#TrenSosial: Dari KAA 1955, Supeni sukses jadi diplomat andalan Soekarno

Kunjungan Supeni ke Kamboja.

Sumber gambar, KOLEKSI IMAN BROTOSENO

Keterangan gambar, Kunjungan Supeni ke Kamboja.

Mungkin tak banyak orang yang tahu, bahwa Indonesia pernah memiliki diplomat perempuan andalan yang rajin keliling dunia membantu urusan luar negeri pemerintahan Soekarno.

Supeni Pudjobuntoro, begitu namanya, dikenal sebagai Duta Besar Keliling Republik Indonesia - sebuah jabatan yang mungkin hanya ada di jaman itu.

"Dia menjadi perpanjangan mata, tangan, dan ucapan Bung Karno dalam kegiatan diplomasi. Dia lebih sering bertemu dengan kepala negara di dunia dibandingkan Soekarno sendiri," kata pecinta sejarah dan pekerja film, Iman Brotoseno kepada BBC Indonesia.

"Supeni juga bersahabat dengan Chou En Lai, Perdana Menteri RRT saat itu."

Sumber gambar, KOLEKSI IMAN BROTOSENO

Keterangan gambar, "Supeni juga bersahabat dengan Chou En Lai, Perdana Menteri RRT saat itu."

"Saat itu Bung Karno butuh orang yang menjelaskan ide-idenya, pemikirannya tentang tatanan dunia baru, seperti gerakan non blok misalnya."

Dalam akun Twitternya, Iman mengatakan bahwa Bung Karno memuji Supeni sebagai “diplomat terampil", tapi dikatakan juga bahwa Supeni adalah seorang pendebat yang berani menentang Bung Karno jika salah.
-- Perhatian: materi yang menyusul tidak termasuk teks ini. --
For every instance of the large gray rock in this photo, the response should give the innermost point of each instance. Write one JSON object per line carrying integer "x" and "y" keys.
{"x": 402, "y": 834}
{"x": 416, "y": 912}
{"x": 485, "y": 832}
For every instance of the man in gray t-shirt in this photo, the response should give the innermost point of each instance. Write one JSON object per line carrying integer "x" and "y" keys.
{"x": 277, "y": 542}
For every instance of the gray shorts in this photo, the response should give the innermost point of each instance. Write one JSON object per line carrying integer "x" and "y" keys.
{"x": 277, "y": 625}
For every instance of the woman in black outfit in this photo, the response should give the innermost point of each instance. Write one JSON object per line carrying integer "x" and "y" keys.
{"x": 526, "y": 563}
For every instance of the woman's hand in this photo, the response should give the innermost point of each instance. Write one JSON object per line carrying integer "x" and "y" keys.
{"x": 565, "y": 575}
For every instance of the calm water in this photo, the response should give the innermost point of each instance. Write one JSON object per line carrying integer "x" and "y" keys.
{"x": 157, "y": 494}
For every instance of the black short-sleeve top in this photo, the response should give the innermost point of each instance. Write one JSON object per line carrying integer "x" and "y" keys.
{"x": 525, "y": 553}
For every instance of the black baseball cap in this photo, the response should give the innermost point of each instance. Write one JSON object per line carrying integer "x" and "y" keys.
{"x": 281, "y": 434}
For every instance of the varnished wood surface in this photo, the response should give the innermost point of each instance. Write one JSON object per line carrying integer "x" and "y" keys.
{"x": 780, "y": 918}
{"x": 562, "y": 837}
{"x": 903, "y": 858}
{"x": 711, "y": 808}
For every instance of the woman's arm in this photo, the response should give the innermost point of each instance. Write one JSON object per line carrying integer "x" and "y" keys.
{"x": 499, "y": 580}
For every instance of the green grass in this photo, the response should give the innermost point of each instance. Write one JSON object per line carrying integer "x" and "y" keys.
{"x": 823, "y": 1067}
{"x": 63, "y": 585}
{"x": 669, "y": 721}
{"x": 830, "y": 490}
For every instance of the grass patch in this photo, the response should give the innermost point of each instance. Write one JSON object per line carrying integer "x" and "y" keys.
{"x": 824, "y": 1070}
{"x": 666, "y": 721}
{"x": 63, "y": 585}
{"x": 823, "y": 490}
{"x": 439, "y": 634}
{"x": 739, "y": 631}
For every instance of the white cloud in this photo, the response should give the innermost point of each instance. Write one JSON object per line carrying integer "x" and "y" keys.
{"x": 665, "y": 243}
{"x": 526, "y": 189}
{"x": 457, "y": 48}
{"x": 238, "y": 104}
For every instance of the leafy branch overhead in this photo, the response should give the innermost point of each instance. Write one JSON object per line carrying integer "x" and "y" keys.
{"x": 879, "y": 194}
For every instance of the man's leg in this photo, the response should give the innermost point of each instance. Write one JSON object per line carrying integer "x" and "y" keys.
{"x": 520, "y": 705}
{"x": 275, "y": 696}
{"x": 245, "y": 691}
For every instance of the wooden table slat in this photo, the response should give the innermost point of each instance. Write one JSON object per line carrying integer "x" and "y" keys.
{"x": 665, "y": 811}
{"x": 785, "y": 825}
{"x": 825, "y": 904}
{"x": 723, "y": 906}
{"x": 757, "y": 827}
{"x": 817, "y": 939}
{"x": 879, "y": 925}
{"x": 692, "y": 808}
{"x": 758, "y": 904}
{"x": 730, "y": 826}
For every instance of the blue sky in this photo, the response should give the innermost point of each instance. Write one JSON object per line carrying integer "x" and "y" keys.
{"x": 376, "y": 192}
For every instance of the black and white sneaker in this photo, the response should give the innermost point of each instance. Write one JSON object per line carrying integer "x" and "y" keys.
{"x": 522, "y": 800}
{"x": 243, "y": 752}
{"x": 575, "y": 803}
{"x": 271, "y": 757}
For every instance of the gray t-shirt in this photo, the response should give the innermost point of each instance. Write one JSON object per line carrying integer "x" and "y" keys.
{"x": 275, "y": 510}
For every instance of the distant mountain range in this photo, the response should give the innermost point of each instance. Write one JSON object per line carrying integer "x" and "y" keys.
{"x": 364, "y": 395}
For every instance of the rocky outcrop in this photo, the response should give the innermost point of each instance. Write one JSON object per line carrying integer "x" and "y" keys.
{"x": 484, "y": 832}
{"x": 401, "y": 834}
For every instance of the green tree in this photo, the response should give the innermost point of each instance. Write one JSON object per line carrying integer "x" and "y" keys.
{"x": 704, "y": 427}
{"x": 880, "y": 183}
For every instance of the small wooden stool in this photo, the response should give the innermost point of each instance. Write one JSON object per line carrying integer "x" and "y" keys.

Kicauan melalui @imanbr di Twitter tentang Supeni pada Selasa (21/04) memicu percakapan maya tentang sosok diplomat itu di Twitter sebanyak lebih dari 1.100 tweet.

"Seorang perempuan tangguh, anggun, seksi dan cerdas. Ibu Supeni," ujar akun @antosiasme.

Mulai di KAA 1955

Perjalanan diplomasi Supeni dimulai dalam gelaran Konferensi Asia Afrika di Bandung pada 1955. Saat itu dia belum menjadi duta besar keliling, namun ditugasi oleh Perdana Menteri Ali Sastroamidjojo untuk melakukan lobi-lobi, mencari dukungan dalam masalah Irian Barat.
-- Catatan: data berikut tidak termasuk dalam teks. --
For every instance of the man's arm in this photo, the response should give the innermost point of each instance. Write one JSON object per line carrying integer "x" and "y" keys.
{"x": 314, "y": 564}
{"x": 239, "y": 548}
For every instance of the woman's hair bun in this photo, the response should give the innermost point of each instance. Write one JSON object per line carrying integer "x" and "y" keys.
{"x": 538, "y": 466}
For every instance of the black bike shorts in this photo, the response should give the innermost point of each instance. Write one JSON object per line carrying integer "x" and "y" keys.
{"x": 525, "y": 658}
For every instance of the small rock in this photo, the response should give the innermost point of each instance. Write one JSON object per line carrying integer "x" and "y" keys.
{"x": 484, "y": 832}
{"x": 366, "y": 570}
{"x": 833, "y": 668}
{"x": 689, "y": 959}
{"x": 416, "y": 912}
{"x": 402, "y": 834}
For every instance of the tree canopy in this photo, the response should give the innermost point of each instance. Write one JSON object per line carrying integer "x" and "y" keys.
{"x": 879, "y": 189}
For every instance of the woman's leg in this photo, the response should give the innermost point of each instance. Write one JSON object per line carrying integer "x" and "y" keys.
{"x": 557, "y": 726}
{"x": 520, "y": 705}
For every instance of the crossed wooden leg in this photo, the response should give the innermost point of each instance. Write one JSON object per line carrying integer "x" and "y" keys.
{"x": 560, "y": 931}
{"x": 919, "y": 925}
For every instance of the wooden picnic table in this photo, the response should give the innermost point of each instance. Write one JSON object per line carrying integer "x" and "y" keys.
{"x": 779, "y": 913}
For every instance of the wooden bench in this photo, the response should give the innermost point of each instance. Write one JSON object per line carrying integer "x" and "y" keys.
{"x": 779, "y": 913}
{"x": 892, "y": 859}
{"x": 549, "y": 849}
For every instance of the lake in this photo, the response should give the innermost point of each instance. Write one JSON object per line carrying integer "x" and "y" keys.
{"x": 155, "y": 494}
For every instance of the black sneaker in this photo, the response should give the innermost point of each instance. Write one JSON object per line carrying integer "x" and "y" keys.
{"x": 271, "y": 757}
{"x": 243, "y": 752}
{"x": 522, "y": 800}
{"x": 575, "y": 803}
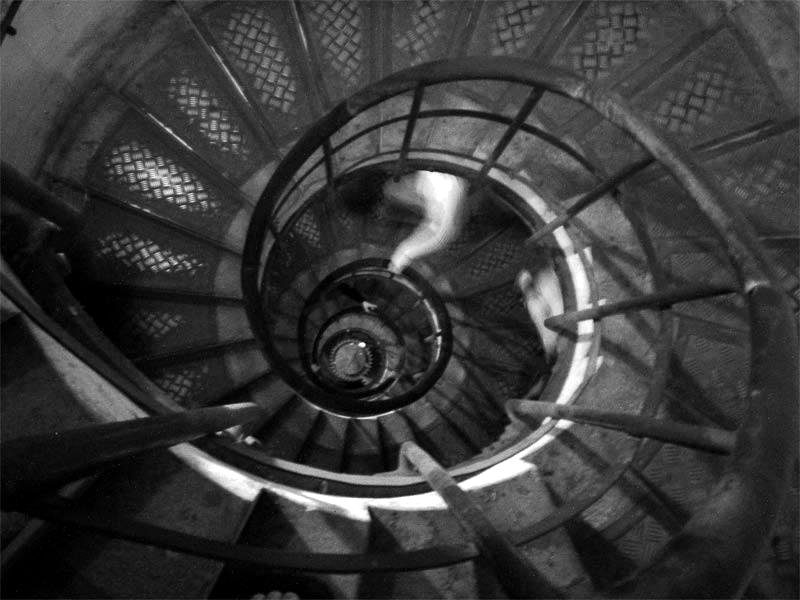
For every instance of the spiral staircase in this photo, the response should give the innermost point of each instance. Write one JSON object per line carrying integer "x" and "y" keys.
{"x": 205, "y": 235}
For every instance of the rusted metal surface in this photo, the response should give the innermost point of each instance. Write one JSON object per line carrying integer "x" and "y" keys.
{"x": 36, "y": 463}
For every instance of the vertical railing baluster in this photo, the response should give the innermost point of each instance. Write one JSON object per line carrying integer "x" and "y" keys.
{"x": 416, "y": 102}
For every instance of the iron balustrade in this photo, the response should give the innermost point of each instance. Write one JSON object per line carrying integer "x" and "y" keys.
{"x": 715, "y": 552}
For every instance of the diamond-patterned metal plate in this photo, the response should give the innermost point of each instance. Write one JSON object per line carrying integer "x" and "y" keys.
{"x": 715, "y": 90}
{"x": 421, "y": 30}
{"x": 179, "y": 86}
{"x": 117, "y": 247}
{"x": 135, "y": 167}
{"x": 253, "y": 37}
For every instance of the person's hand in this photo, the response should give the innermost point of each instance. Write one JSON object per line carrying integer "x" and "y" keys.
{"x": 542, "y": 294}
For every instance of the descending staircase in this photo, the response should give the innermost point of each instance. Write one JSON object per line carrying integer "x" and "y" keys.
{"x": 226, "y": 227}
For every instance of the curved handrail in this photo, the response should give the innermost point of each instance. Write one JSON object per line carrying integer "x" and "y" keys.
{"x": 759, "y": 439}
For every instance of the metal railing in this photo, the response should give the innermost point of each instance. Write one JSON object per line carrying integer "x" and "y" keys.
{"x": 717, "y": 549}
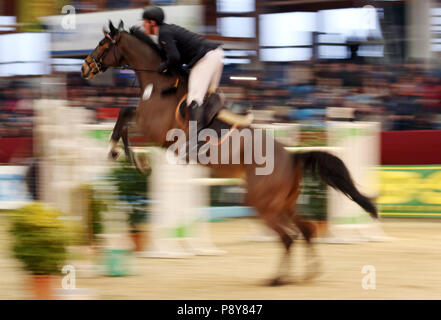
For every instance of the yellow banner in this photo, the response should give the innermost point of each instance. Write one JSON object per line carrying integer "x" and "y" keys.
{"x": 30, "y": 10}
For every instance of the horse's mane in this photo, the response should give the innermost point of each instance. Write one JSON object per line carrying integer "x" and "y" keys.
{"x": 135, "y": 31}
Tahun 1965, Koran “Berita Minggu“ memilih Supeni sebagai wanita paling populer. Fatmawati nomor dua dan Maria Ulfah nomor tiga.

Sumber gambar, KOLEKSI IMAN BROTOSENO

Keterangan gambar, Tahun 1965, Koran “Berita Minggu“ memilih Supeni sebagai wanita paling populer. Fatmawati nomor dua dan Maria Ulfah nomor tiga.

Pemerhati sejarah dan pendiri Komunitas Historia, Asep Kambali, mengatakan KAA menjadi "pintu gerbang" Supeni untuk muncul di dunia internasional.

Ketika itu, dia melobi beberapa negara sekutu Amerika Serikat untuk mendukung Indonesia terkait Irian Barat. Negara seperti Filipina, Turki, dan Pakistan akhirnya berbalik mendukung Indonesia.

"Tentu tak lepas dari peran Ali Sastroamidjojo sehingga beliau bisa muncul sebagai perempuan Indonesia berkelas dunia," kata Asep.

Pada 1960, Supeni sebetulnya sempat ditunjuk sebagai Duta Besar Amerika Serikat, namun disebutkan bahwa kelompok kiri tidak menyukainya dan melancarkan berbagai cara untuk mengagalkan penunjukkan itu.

Soekarno tidak kehabisan akal. Supeni kemudian diangkat sebagai duta besar keliling.

"Saya rasa tak ada yang menandingi beliau saat itu. Banyak KTT Supeni menjadi jembatan pertemuan Bung Karno dengan tokoh-tokoh dunia," sambung Asep.